Technically it's not allowed here but they never enforce it at all.
Many rear end accidents occur at lower speeds, not highway speeds. I've seen far less damage with the trailer hitch scenario, and in some cases no damage except for the car doing the rear ending. Typically they're braking, but not enough to stop so they hit you while still braking. At times, you won't even see a scratch. Higher the speed, more impact, you're kinda screwed usually either way. I've seen a WJ without a hitch and the back just buckled almost to the rear seat. The hitch will disperse the impact across the rails more than without and have a better chance of less damage. Still would have been bad though. Same theory is used when recovering if you're stuck and some prefer a front hitch to a tow hook. distribute the weight so you won't damage anything. Keep it localized, and you'll be ripping something out.

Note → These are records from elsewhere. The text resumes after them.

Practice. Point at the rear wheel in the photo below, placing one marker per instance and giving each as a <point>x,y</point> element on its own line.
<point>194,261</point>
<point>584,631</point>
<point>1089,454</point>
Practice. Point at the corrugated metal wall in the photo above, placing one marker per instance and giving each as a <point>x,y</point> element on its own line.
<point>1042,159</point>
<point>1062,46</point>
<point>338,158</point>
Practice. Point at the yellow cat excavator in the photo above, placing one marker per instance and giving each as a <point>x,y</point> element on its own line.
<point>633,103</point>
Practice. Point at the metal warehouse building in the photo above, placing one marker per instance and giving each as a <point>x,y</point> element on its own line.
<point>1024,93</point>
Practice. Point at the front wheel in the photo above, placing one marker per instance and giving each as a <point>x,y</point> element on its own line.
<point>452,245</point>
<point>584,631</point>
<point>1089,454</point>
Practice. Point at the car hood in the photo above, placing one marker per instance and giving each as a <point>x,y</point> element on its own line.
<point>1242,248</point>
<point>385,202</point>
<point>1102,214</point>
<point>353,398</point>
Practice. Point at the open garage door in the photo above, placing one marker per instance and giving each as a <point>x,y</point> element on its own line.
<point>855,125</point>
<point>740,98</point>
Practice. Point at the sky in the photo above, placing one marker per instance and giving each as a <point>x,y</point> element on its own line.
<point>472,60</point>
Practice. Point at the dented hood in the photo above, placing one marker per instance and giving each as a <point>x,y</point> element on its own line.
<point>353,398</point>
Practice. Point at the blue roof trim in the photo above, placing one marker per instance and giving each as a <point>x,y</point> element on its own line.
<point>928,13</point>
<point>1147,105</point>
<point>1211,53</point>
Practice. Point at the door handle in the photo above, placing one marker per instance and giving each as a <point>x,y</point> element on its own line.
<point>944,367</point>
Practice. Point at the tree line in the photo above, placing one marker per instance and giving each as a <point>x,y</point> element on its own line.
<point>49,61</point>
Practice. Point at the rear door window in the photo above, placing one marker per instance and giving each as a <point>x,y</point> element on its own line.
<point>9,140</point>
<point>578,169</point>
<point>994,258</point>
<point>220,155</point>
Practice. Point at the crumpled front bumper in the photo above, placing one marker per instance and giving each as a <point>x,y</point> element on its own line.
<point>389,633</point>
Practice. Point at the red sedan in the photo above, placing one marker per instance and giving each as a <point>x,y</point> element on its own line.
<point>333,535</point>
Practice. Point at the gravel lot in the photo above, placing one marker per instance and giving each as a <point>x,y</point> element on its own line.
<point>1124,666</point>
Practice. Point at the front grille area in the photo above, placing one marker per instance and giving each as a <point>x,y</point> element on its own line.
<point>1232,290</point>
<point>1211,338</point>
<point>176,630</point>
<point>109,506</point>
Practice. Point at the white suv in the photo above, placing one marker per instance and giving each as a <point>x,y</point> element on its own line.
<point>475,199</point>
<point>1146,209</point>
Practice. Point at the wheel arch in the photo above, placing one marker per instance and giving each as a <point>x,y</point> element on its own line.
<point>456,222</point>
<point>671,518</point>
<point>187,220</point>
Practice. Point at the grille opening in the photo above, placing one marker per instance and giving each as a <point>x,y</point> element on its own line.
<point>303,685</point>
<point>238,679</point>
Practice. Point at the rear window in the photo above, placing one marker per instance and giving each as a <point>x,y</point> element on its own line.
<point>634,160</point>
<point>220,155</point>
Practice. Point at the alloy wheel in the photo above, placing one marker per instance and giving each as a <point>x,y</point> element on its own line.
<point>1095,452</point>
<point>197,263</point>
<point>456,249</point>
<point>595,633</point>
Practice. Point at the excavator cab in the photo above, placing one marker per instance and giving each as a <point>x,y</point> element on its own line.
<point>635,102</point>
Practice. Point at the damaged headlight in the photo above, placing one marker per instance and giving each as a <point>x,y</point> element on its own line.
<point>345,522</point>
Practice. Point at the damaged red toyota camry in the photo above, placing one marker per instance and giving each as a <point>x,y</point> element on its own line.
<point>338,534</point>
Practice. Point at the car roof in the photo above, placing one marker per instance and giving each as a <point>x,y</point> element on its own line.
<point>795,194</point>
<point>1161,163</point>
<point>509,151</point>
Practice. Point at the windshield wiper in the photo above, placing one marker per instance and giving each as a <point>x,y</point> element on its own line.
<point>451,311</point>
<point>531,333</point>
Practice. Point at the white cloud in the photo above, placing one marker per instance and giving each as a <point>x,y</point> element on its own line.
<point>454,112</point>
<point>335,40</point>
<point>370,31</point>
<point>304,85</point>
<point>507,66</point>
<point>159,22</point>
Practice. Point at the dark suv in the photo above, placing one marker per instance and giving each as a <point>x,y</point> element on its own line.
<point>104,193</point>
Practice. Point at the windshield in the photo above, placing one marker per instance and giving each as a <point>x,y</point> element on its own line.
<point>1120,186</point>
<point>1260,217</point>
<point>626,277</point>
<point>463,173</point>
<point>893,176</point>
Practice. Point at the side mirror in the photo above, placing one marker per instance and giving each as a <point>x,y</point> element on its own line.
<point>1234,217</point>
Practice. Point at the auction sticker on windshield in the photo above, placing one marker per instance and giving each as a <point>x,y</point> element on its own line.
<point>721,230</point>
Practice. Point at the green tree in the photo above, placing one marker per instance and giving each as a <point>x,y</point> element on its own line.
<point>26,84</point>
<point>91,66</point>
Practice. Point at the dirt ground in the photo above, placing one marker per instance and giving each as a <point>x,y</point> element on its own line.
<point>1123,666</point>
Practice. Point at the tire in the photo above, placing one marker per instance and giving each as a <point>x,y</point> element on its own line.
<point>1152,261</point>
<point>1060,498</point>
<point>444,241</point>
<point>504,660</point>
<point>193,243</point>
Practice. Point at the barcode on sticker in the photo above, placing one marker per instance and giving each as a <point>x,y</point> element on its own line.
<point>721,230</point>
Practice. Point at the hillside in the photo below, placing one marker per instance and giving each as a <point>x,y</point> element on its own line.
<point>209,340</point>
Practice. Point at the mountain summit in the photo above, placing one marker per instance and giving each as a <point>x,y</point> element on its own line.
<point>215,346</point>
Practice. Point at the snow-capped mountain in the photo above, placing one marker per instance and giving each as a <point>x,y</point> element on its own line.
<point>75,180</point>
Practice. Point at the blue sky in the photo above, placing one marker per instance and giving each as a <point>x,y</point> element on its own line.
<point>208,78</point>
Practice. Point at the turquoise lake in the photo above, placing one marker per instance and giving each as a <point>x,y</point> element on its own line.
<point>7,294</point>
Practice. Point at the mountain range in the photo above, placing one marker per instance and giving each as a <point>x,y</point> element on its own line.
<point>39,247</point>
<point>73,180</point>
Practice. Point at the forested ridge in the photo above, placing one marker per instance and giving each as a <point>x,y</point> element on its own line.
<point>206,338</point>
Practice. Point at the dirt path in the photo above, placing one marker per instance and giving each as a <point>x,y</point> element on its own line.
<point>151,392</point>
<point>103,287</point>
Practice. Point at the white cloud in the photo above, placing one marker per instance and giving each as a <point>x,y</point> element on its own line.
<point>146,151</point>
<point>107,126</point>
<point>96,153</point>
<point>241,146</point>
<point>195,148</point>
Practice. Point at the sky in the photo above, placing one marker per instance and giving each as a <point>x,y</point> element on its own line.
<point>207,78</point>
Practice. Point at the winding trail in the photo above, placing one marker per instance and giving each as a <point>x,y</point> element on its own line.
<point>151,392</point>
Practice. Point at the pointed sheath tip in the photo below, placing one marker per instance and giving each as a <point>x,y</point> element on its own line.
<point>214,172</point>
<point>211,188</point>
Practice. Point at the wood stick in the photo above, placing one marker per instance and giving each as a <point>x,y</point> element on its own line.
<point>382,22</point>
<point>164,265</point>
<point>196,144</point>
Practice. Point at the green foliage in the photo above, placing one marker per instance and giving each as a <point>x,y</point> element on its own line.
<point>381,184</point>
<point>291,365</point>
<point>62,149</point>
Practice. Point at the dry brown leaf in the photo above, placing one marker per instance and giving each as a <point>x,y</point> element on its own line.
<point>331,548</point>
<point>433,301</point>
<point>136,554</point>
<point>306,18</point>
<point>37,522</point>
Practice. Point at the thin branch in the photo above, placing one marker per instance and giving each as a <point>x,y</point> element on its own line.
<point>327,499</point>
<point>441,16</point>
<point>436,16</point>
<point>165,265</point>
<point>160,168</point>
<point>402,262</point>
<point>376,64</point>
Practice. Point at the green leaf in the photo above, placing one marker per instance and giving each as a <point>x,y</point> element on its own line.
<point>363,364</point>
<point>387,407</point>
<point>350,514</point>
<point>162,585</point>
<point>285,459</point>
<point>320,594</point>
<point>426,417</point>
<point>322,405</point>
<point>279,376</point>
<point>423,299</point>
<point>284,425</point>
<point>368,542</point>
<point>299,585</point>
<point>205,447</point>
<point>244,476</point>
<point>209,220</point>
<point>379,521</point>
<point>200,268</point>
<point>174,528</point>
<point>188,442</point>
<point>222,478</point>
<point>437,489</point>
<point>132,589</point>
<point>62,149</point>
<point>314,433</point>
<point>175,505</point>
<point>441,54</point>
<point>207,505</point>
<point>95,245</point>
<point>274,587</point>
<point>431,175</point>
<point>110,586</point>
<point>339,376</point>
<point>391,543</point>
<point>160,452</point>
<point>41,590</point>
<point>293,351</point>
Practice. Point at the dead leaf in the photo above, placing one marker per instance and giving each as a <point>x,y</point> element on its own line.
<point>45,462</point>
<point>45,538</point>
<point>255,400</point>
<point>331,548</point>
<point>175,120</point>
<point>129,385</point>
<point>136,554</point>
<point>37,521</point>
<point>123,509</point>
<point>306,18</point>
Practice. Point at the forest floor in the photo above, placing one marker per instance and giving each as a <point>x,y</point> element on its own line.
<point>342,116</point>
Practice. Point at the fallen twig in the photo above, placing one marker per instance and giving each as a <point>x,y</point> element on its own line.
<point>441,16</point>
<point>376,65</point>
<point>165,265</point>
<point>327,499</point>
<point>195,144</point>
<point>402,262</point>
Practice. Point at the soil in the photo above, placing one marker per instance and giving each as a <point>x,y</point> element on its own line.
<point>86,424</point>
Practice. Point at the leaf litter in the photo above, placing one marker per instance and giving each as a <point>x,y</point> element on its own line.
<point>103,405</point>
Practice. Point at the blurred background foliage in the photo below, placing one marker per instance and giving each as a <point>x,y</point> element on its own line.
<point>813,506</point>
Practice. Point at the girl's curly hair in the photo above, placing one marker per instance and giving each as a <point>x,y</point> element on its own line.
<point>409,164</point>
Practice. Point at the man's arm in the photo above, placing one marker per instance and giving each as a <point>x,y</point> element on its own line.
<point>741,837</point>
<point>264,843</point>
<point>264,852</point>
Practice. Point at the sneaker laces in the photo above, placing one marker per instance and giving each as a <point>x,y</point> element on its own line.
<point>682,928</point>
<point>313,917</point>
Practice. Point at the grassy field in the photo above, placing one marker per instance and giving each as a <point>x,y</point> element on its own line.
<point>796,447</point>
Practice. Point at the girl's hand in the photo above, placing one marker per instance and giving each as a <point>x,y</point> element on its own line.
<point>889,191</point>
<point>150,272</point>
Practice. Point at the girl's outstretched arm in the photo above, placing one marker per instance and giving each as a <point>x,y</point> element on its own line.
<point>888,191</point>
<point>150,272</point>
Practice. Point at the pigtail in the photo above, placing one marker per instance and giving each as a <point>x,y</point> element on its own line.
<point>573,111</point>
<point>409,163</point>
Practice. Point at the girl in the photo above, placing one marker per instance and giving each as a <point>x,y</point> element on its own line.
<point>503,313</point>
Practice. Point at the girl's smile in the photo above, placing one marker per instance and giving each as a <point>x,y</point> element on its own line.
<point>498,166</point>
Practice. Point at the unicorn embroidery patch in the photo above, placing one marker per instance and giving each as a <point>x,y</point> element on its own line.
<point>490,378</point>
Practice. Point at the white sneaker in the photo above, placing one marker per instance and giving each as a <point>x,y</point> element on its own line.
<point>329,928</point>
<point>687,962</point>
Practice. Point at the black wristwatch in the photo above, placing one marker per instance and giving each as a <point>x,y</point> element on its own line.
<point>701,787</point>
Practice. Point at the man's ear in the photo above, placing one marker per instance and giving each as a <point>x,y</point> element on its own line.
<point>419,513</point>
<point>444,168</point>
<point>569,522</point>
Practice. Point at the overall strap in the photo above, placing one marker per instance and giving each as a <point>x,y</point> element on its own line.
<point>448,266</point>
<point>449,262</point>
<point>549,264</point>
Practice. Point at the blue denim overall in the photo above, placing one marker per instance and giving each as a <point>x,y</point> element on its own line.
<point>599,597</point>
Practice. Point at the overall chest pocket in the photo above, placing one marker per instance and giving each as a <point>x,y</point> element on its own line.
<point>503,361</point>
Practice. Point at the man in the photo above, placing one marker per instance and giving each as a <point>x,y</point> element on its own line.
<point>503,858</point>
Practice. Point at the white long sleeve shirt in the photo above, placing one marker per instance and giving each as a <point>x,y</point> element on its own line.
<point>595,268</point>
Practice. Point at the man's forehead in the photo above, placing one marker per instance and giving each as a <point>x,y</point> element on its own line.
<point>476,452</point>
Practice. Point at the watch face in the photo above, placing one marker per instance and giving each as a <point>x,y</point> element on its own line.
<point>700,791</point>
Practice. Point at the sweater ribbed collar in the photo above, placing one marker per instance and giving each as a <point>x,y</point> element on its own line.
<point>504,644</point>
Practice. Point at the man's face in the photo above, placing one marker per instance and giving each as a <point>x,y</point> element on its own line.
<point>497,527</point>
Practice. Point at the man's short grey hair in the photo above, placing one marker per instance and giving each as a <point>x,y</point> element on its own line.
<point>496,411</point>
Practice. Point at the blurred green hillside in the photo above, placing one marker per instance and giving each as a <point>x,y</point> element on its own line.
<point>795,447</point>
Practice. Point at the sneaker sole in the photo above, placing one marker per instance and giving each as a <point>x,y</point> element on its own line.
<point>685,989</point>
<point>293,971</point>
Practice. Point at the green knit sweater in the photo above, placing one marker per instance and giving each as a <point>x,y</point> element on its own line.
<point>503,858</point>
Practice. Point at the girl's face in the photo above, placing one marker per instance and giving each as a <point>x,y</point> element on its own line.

If someone is going fast enough to bend the rails you're screwed anyways, but if not, the hitch takes the blow, initally by the ball and tongue, and the force and if it's enough to fully hit you, is distributed into the hitch, which is quite strong and thusly into the rails. You would need enough force to put through the hitch and then into the rails to bend them, in which it would be written off anyways. Without the hitch, it would go into the this metal bumper behind the fascia, which is meant to crumple and cause more force into the back and rails as they're taking it directly rather than the heavy sides of the hitch bolted into the rail.
The beatings will continue until attitudes improve!